Le discours sur l’art travaille sur une portion mineure des pratiques créatrices réelles. L’élargissement démocratique des publics et l’installation par le tournant numérique de nouvelles formes, de nouveaux acteurs et modèles d’actions ont, depuis la fin des années soixante, transformé la définition de l’art dans son rapport à la vie. Elles ont contesté tout à la fois les conceptions élitistes du « grand art » et le monopole de certains arts récents sur la culture populaire. En amateurs, les utilisateurs des réseaux sociaux diffusent et détournent citations, tableaux, films, spectacles, extraits de vidéos ou musique à des fins d’interaction sociale ; ils produisent des objets et formes relationnelles (fanfictions, autofictions numériques, photographies par millions sur Flickr ou Instagram). Hors ligne, on trouve ateliers d’écriture à finalité de divertissement ou thérapeutique ; Home Movie Days, festivals musicaux ou expositions de quartier, clubs de lecteurs se développent hors des structures institutionnelles et sans les médiateurs traditionnels de la « démocratisation culturelle ». À la manière des Wikipédiens et des activistes du do-it-yourself en science participative, ces « amateurs » évaluent, discutent, jugent toutes les formes d’expression, produisant des débats critiques et une intelligence collective.
L’objectif de ce numéro
Que ce soit du côté de l’activisme amateur ou des pratiques individuelles traditionnelles, en sortant l’art d’une posture esthétisante et autotélique, fondée sur la figure de l’auteur, on assiste à l’entrée en scène d’une nouvelle « création ordinaire » laquelle déplace les frontières conceptuelles de l’art en nous interrogeant tantôt sur l’extension des concepts œuvre, création, artiste tantôt sur la pertinence de la délimitation des disciplines artistiques et des genres esthétiques. En perdant leur extraterritorialité, les créations ordinaires des amateurs abandonnent l’aura aristocratique de l’art et participent de l’espace commun, déplaçant nos catégories esthétiques.Ces phénomènes d’attention à la démocratisation de l’art ont été certes perçus et commentés par des sociologues s’inspirant notamment des travaux de Hoggart (1970) sur « la culture du pauvre », de Becker (1988) sur les mondes de l’art, et ce dans des directions variées (Hennion 2000 et Flichy, 2010 autour de la notion d’amateur ; Heinich (2012) et l’idée de visibilité ; Menger (2009) et le « travail créateur »), par des spécialistes des cultures en réseaux (Cardon, 2008 ou Beuscart 2014), par des observateurs de l’économie du numérique ou des cultures des médias s’efforçant d’établir la légitimité de ces domaines. On peut également évoquer les approches pragmatiques faisant de l’art un concept « ouvert » (Wittgenstein 1953, Danto 2015) et en suivant l’hypothèse, fondée dans « l’art comme expérience » de John Dewey, que l’on peut renouveler l’approche ontologique et esthétique de l’art (Laugier 2006) si l’on y voit une esthétique de la vie ordinaire (Formis 2010). Mais l’art amateur est désormais un fait social, autant que culturel, massif et diversifié qui impose des méthodes et des catégories de recherche inédites en évitant des positions souvent pré-catégorisées (« art populaire », « art de masse », « écritures mineures », « contre-culture », etc.), le terme « d’amateur » employé dans le titre du numéro méritant au demeurant une historicisation et un examen critique, ne serait-ce que parce que tout artiste a été, un jour, un amateur.

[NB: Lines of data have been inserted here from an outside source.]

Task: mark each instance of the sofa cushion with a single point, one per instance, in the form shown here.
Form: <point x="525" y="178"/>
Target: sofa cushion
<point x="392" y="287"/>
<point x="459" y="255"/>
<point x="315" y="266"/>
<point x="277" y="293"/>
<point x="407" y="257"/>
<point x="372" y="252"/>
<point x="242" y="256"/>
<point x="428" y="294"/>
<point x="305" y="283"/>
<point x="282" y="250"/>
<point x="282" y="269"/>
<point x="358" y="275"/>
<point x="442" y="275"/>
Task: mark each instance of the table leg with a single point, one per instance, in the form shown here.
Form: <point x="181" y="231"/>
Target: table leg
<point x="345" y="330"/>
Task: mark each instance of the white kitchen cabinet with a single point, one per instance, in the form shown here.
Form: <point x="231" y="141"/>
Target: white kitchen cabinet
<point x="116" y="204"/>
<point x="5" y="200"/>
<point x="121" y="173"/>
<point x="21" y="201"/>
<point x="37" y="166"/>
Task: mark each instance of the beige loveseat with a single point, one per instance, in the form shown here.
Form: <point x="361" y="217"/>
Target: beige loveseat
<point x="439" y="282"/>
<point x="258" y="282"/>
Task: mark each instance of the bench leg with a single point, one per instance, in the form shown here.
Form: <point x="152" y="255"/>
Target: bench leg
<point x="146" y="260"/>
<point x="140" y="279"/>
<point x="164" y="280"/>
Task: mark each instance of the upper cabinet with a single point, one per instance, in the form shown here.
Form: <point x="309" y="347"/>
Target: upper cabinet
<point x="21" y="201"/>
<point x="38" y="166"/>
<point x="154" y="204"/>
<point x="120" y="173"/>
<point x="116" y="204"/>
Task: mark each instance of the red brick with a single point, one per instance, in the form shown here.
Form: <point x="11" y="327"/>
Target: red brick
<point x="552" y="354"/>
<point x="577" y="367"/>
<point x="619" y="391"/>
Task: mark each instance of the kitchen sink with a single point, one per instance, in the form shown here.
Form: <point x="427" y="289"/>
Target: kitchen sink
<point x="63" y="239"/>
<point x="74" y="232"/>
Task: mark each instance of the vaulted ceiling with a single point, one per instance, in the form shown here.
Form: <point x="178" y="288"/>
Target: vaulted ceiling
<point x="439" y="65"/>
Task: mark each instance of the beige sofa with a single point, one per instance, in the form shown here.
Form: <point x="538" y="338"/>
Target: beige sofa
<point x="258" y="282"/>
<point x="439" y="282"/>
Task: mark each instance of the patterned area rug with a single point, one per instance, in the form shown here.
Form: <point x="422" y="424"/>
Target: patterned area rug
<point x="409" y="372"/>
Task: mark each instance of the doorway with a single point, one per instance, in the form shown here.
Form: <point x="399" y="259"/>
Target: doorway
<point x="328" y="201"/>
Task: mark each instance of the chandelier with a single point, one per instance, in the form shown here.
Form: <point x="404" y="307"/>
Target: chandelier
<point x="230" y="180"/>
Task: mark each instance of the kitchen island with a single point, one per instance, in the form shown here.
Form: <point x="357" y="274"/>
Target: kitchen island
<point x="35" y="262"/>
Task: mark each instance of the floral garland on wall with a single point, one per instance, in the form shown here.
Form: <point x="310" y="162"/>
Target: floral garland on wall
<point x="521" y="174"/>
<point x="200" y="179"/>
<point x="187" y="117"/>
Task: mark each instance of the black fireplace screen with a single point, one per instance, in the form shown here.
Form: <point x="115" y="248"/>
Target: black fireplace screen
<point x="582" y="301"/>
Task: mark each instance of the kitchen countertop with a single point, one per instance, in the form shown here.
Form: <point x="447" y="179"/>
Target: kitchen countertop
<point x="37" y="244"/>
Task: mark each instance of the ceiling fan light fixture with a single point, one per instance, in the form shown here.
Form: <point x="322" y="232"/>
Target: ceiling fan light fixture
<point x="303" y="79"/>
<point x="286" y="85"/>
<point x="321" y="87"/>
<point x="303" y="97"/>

L’objectif ce numéro de la Nouvelle Revue d’Esthétique est donc d’étudier les phénomènes de démocratisation de la création à l’heure du numérique, du point de vue de l’expérimentation, de la production, comme de la réception, en s’intéressant à la figure de l’amateur, dans son histoire comme dans ses formulations contemporaines – il faudra au demeurant autant analyser les productions amateurs dans l’histoire de l’art et leur contribution à nos catégories esthétiques que les formes de réappropriation de l’autorité artistique.
Numéro coordonné par Alexandre Gefen
Modalités de soumission
Les propositions doivent comprendre :
- L’article (25000 signes espaces compris ; + ou – 20%)
- le nom de l’auteur ou des auteurs
- une présentation succincte de l’auteur ou des auteurs (100 mots maximum)
- un résumé de 300 mots maximum
Elles seront envoyées au format Word à chateaudominique@mac.com, Carole.TALON-HUGON@unice.fr et alexandre.gefen@cnrs.fr
Date limite d’envoi des propositions : 1erseptembre 2019.
Évaluation
Les propositions de contribution seront examinées et sélectionnées par le comité de rédaction de la NRE : Isabelle Rieusset-Lemarié ; Dominique Chateau ; Alexandre Gefen ; Carole Talon-Hugon ; Jean-Marie Schaeffer ; Marc Cerisuelo ; Bernard Vouilloux ; Jacques Morizot ; Bernard Sève ; Marianne Massin.